BBC India bureau chief Sir Mark Tully records a dispatch from Delhi's historic Jama Masjid on May 10, 1994.Getty Images

Sir Mark’s voice is familiar to BBC listeners in the UK and around the world

Sir Mark has never been an armchair journalist. He traveled relentlessly across India and neighboring countries, taking trains whenever he could. He expressed the hopes and fears, the trials and tribulations of India’s ordinary people and the nation’s elite. He is as comfortable in an Indian kurta as he is in a shirt and tie.

In 1975, he was deported from India with 24 hours’ notice after the then Prime Minister Indira Gandhi ordered a state of emergency. But he returned 18 months later and has been stationed in Delhi ever since. He was the BBC’s Delhi bureau chief for more than 20 years, leading coverage not just of India but of South Asia, including the birth of Bangladesh, the period of military rule in Pakistan, the Tamil Tiger insurgency in Sri Lanka and the Soviet invasion of Afghanistan.

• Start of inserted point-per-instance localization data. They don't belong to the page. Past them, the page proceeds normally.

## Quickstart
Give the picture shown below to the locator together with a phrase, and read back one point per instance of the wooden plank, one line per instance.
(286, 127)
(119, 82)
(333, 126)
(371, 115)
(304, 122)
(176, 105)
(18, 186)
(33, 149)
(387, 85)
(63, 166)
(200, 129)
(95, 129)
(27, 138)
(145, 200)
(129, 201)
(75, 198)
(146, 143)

Over time he became increasingly out of touch with the BBC’s corporate priorities, and in 1993 he gave a widely publicized speech accusing then-director-general John Birt of running the corporation through “fear”. It marks the parting of paths. The following year, Sir Mark resigned from the BBC. But he continued to air on BBC radio, notably as presenter of Radio 4’s Something Unstood, returning to the issues of faith and spirituality that had preoccupied him as a student.

Sir William Mark Tully in DelhiGetty Images

Sir Mark stays in Derry after leaving BBC

Unusually for a foreigner, Sir Mark was awarded two of India’s highest civilian honours: the Padma Shri and the Padma Shri. Britain also gave him recognition. He was knighted in the 2002 New Year Honors List for services to broadcasting and journalism. He described the award as “an honor for India”.

He continued to write books about India—essays, analyses, short stories, sometimes in collaboration with his partner Gillian Wright. He lives in south Delhi and leads a simple life.

Sir Mark never gave up his British citizenship but was proud to become an overseas citizen of India in his later years. This, he said, made him “a citizen of two countries where I consider myself a citizen of both India and Britain”.